Freddy was supposedly dead, and Jason was supposed to be, too, at the end of this film, but the final shot lets us know that the rumors of their deaths have been greatly exaggerated: Freddy’s familiar knife-gloved fingers reach up from beneath the earth to grasp Jason’s hockey mask, pulling it out of sight. This final fade-out promised an on-screen match-up that would not materialize until a decade later, with 2003’s JASON VS. FREDDY.

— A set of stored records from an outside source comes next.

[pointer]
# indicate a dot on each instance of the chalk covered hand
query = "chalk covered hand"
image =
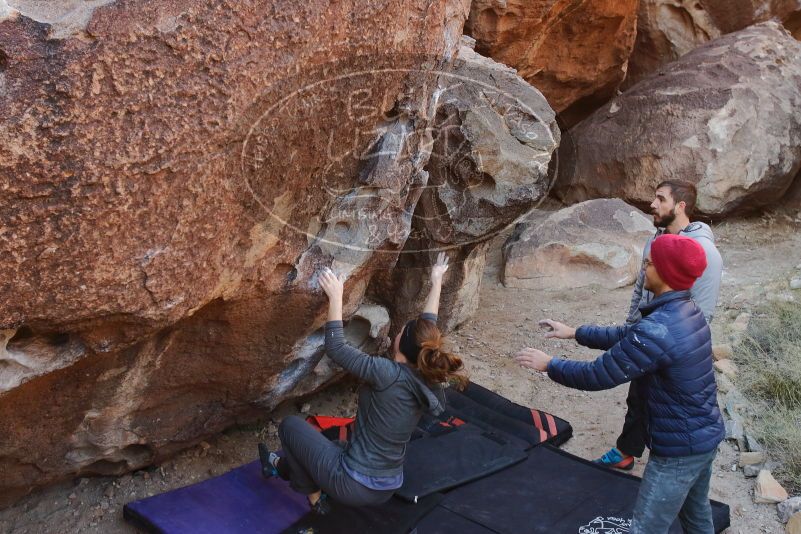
(439, 268)
(533, 359)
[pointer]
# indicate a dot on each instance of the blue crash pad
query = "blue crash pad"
(239, 501)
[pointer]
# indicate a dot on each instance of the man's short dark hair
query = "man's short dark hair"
(682, 191)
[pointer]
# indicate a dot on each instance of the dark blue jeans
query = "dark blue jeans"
(671, 487)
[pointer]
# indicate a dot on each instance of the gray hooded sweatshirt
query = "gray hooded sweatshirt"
(706, 289)
(391, 402)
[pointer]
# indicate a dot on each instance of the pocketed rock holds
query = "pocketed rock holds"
(594, 242)
(767, 490)
(575, 52)
(162, 221)
(725, 117)
(789, 508)
(495, 137)
(668, 29)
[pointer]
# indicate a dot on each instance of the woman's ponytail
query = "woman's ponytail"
(435, 364)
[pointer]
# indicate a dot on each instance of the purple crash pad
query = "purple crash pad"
(240, 501)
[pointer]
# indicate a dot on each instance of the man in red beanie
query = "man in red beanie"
(673, 205)
(669, 354)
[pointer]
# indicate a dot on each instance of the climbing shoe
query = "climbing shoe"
(269, 461)
(322, 506)
(615, 458)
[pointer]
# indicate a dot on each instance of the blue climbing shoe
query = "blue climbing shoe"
(615, 458)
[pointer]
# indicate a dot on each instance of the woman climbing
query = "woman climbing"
(396, 392)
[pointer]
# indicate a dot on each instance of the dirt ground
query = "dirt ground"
(760, 255)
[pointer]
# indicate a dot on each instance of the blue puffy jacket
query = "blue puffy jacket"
(669, 353)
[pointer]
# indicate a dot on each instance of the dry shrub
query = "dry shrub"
(769, 362)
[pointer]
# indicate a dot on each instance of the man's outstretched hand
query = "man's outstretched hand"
(533, 359)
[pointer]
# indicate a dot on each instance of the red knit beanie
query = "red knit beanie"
(679, 260)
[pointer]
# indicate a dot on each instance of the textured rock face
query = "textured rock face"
(594, 242)
(724, 116)
(495, 138)
(575, 52)
(173, 174)
(668, 29)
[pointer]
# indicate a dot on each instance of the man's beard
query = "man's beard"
(665, 221)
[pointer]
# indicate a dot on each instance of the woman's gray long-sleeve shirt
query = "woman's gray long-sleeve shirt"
(391, 402)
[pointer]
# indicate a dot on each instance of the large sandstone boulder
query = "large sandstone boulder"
(495, 138)
(597, 242)
(173, 175)
(724, 116)
(574, 51)
(668, 29)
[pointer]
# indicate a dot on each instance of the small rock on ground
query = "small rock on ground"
(767, 490)
(788, 508)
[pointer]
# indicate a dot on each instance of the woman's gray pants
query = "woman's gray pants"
(315, 463)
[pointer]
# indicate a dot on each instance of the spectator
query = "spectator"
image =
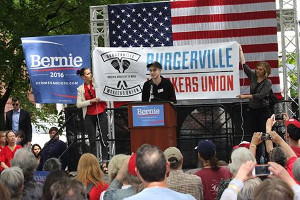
(53, 149)
(9, 150)
(278, 155)
(68, 189)
(238, 157)
(278, 189)
(211, 174)
(28, 163)
(52, 178)
(152, 169)
(19, 119)
(4, 193)
(13, 179)
(2, 139)
(273, 188)
(247, 192)
(179, 181)
(296, 170)
(35, 149)
(293, 135)
(52, 164)
(2, 144)
(115, 164)
(90, 174)
(125, 183)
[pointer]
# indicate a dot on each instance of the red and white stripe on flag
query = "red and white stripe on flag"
(252, 23)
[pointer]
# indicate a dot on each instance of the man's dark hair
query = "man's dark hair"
(15, 99)
(174, 163)
(151, 163)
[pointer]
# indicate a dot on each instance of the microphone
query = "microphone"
(151, 96)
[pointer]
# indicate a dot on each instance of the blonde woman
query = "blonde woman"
(259, 109)
(90, 174)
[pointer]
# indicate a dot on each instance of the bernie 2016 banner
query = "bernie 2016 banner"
(208, 71)
(52, 62)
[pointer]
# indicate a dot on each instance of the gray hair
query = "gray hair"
(68, 189)
(238, 157)
(25, 159)
(13, 179)
(247, 192)
(296, 170)
(52, 164)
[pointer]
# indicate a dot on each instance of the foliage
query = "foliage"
(292, 73)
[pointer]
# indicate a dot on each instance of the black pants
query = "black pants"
(257, 123)
(91, 123)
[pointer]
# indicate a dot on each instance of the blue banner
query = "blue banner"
(148, 115)
(52, 62)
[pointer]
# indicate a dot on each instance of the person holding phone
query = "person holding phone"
(94, 112)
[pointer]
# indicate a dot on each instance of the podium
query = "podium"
(153, 123)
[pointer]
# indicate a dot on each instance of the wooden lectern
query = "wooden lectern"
(153, 123)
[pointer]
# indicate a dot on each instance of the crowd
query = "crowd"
(151, 173)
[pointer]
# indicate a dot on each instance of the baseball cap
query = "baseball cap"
(173, 154)
(132, 164)
(155, 64)
(293, 129)
(206, 148)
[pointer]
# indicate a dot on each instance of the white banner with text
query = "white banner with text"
(208, 71)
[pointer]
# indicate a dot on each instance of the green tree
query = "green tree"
(29, 18)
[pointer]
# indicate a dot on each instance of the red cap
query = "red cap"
(132, 164)
(293, 122)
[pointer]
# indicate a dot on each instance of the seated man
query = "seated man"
(178, 180)
(53, 149)
(152, 169)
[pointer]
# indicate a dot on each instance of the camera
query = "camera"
(279, 117)
(265, 136)
(261, 170)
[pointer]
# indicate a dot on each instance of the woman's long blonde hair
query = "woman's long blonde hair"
(89, 169)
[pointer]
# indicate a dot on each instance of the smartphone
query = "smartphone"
(261, 170)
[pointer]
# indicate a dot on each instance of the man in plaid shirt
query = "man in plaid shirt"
(178, 180)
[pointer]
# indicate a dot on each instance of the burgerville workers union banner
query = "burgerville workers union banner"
(209, 71)
(52, 62)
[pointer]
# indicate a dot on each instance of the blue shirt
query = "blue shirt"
(15, 121)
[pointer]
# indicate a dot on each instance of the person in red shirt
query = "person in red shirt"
(8, 152)
(94, 113)
(2, 139)
(91, 175)
(211, 174)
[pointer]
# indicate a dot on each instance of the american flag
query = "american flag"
(252, 23)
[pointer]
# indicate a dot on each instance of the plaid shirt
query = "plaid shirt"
(185, 183)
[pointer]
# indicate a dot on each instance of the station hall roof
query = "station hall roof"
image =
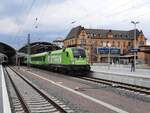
(7, 50)
(102, 33)
(39, 47)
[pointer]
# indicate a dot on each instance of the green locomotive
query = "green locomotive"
(73, 59)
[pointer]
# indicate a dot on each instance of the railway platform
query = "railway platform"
(123, 74)
(4, 101)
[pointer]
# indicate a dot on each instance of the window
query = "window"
(113, 44)
(118, 44)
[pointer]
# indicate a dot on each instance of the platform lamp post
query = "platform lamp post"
(28, 52)
(109, 47)
(135, 46)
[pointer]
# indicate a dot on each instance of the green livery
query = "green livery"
(67, 59)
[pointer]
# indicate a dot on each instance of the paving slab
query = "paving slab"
(1, 99)
(140, 77)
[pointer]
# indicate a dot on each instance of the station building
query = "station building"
(100, 44)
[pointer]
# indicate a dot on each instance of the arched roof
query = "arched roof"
(38, 47)
(7, 50)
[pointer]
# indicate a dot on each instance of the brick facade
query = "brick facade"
(92, 39)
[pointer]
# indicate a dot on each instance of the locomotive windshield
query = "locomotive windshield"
(78, 52)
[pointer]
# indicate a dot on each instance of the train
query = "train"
(66, 60)
(3, 59)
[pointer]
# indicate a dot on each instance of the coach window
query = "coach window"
(67, 54)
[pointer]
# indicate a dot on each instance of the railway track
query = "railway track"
(139, 89)
(28, 98)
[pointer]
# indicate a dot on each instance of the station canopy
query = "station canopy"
(39, 47)
(7, 50)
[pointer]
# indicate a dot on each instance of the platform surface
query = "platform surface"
(140, 77)
(1, 97)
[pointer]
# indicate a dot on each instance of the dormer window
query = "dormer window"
(110, 35)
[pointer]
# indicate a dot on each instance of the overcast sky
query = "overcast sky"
(46, 20)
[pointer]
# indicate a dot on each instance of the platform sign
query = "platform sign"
(105, 50)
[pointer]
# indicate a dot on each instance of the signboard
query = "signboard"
(105, 50)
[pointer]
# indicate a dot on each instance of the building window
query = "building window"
(113, 44)
(124, 44)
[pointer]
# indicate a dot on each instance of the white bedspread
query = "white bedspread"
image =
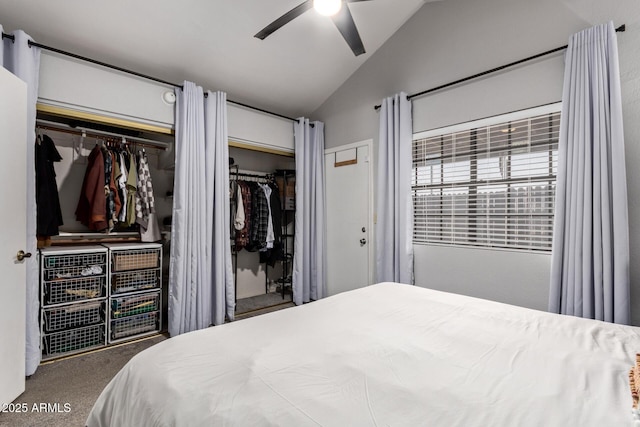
(385, 355)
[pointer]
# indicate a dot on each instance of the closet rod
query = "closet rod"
(57, 127)
(135, 73)
(620, 29)
(252, 175)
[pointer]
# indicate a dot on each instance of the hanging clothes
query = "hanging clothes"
(132, 189)
(271, 256)
(49, 214)
(259, 219)
(91, 209)
(122, 186)
(145, 202)
(242, 235)
(113, 187)
(270, 236)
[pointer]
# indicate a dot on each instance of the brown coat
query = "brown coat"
(92, 206)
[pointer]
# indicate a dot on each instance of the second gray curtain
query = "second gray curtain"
(309, 258)
(394, 206)
(590, 258)
(201, 287)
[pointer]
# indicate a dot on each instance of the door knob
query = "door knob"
(21, 255)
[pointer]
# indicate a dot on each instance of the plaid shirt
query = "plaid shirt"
(242, 236)
(259, 218)
(145, 202)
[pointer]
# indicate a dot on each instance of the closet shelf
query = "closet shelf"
(89, 237)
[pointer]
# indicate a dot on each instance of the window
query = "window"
(489, 183)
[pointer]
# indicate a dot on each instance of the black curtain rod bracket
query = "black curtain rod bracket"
(620, 29)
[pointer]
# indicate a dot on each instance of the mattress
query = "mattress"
(384, 355)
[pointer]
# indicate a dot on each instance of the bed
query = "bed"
(384, 355)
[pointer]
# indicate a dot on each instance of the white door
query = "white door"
(13, 134)
(349, 217)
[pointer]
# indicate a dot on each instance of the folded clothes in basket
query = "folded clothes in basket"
(136, 309)
(82, 293)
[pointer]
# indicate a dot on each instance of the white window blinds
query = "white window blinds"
(488, 186)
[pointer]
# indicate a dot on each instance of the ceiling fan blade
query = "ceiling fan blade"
(284, 19)
(346, 25)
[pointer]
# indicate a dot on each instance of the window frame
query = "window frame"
(472, 229)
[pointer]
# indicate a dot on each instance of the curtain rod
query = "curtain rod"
(620, 29)
(135, 73)
(58, 127)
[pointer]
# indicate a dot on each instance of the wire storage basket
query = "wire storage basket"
(75, 260)
(73, 340)
(136, 259)
(69, 290)
(134, 304)
(72, 316)
(135, 280)
(134, 325)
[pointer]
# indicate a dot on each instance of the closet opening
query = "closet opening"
(103, 280)
(262, 274)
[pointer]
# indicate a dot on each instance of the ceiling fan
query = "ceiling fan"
(337, 9)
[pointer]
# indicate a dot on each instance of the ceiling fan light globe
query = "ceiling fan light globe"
(327, 7)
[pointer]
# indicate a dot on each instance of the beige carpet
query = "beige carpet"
(64, 391)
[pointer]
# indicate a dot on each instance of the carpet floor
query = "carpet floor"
(261, 302)
(64, 391)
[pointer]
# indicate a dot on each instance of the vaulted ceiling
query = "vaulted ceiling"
(212, 43)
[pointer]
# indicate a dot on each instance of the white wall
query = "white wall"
(82, 86)
(453, 39)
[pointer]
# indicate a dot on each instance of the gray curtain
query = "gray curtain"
(309, 258)
(199, 266)
(24, 61)
(218, 204)
(394, 205)
(590, 258)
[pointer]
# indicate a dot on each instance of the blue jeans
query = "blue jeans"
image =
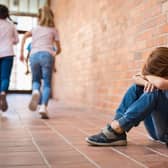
(6, 64)
(41, 67)
(151, 107)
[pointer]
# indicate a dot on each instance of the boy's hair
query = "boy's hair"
(4, 12)
(46, 17)
(157, 63)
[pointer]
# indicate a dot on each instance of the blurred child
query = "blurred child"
(44, 36)
(8, 37)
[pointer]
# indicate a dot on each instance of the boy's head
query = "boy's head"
(157, 63)
(4, 12)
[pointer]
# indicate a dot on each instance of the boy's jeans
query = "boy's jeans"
(152, 107)
(6, 64)
(41, 67)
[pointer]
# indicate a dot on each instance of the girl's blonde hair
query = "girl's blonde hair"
(157, 63)
(46, 17)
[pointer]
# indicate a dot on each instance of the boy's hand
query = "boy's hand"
(149, 87)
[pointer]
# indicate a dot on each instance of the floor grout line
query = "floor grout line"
(130, 158)
(35, 144)
(69, 143)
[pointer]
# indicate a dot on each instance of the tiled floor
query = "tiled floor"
(26, 141)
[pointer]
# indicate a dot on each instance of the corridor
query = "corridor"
(26, 141)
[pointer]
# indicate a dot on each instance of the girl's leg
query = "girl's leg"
(46, 64)
(36, 81)
(6, 67)
(6, 64)
(132, 94)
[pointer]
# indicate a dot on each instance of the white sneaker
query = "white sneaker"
(34, 100)
(43, 112)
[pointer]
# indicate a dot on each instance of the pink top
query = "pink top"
(8, 37)
(43, 38)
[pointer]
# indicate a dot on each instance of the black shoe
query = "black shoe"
(3, 103)
(108, 137)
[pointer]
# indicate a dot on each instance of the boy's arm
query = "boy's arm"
(158, 82)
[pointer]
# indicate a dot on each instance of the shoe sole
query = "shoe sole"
(34, 102)
(44, 115)
(116, 143)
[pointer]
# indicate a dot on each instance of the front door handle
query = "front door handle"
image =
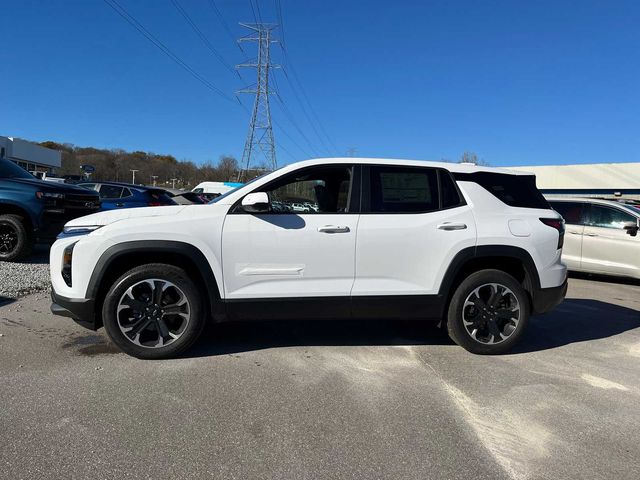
(333, 229)
(452, 226)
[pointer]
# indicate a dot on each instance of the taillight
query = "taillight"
(558, 224)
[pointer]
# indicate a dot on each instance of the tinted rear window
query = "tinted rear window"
(514, 190)
(448, 191)
(572, 212)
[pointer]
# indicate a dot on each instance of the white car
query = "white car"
(602, 236)
(215, 189)
(475, 247)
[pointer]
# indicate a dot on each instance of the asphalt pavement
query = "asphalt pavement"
(328, 400)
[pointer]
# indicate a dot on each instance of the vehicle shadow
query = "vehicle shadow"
(575, 320)
(39, 255)
(6, 300)
(595, 277)
(237, 337)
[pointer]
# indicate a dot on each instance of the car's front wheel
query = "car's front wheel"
(154, 311)
(488, 312)
(15, 241)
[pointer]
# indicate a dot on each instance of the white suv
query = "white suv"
(477, 248)
(602, 236)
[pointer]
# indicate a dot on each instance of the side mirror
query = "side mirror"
(257, 202)
(631, 228)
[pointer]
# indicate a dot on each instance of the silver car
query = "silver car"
(601, 236)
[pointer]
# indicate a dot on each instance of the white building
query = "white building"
(30, 156)
(617, 180)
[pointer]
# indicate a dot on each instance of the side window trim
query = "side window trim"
(583, 214)
(365, 205)
(354, 194)
(591, 223)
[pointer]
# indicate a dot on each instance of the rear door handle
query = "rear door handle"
(452, 226)
(333, 229)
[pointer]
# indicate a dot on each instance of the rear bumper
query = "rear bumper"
(82, 311)
(546, 299)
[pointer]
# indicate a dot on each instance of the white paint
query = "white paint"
(602, 383)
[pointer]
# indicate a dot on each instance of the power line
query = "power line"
(289, 116)
(260, 135)
(225, 25)
(202, 36)
(131, 20)
(278, 8)
(304, 111)
(258, 9)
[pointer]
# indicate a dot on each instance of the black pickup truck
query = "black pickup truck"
(33, 210)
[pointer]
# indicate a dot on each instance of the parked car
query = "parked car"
(33, 210)
(182, 197)
(602, 236)
(48, 177)
(211, 190)
(115, 195)
(475, 247)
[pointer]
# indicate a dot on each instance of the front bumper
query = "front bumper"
(82, 310)
(546, 299)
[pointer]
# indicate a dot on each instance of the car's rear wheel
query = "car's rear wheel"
(488, 312)
(15, 242)
(154, 311)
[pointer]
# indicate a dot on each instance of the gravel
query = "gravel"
(28, 276)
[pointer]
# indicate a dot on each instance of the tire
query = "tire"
(15, 241)
(154, 311)
(488, 313)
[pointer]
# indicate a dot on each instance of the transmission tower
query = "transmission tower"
(260, 137)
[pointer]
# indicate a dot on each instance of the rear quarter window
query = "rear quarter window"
(514, 190)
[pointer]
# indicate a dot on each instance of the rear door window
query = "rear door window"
(403, 189)
(448, 191)
(572, 212)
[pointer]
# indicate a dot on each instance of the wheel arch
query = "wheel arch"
(122, 257)
(515, 261)
(9, 208)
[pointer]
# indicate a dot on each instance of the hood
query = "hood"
(106, 218)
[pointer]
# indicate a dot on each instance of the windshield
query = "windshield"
(217, 199)
(634, 208)
(9, 169)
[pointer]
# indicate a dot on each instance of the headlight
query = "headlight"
(67, 257)
(49, 195)
(79, 230)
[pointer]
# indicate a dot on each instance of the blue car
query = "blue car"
(116, 195)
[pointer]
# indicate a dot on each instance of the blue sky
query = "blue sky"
(517, 82)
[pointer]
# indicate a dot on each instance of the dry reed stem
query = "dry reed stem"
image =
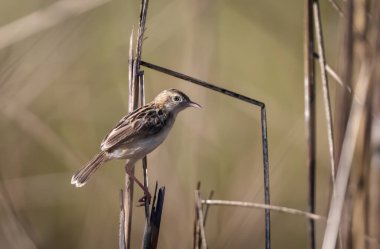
(337, 7)
(263, 130)
(200, 220)
(128, 193)
(325, 85)
(122, 244)
(310, 114)
(263, 206)
(196, 229)
(346, 157)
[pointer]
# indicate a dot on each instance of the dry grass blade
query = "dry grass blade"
(325, 85)
(122, 244)
(128, 193)
(263, 206)
(337, 7)
(310, 115)
(345, 162)
(200, 219)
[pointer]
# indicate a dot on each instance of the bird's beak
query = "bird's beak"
(193, 104)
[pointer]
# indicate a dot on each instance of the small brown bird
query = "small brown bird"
(138, 134)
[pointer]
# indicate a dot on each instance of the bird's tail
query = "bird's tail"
(81, 176)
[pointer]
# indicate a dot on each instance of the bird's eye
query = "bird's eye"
(177, 98)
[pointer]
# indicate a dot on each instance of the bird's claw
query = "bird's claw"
(147, 196)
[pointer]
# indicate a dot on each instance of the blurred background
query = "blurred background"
(64, 86)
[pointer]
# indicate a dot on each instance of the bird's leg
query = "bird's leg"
(147, 195)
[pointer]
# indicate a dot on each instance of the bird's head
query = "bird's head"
(174, 101)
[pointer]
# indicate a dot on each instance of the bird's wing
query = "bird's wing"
(141, 123)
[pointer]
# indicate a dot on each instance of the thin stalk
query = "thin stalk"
(310, 116)
(200, 219)
(325, 85)
(346, 157)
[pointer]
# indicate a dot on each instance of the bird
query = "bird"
(137, 134)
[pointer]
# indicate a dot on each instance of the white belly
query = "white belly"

new nightmareThis self-reflexive re-imagining of the ELM STREET mythos, with various reel-life cast and crew (including Wes Craven) playing themselves, is perhaps more intellectually interesting than viscerally horrifying, but it is filled with great moments, many of them deliberate echoes of the first film. What I like best about it is the new vision of Freddy Krueger. I had never particularly liked his back story as a child-murderer. When we first see him in A NIGHTMARE ON ELM STREET, he seems an inexplicable mystery, a dream demon; the revelation of his past turns him into a relatively garden variety ghost seeking revenge. NEW NIGHTMARE recreates Krueger, suggesting that the familiar movie character is merely the current version of an archetypal evil stretching back throughout the ages; the film visualizes this with actor Robert Englund looking familiar in the makeup and costume, yet bigger, stronger, and more menacing than ever before. It’s as if Kruger has finally become fully what he seemed to be in those early scenes of the first film – an evil too big to have been ever merely human.
So, those are my favorite Nightmares from Elm Street. What are yours?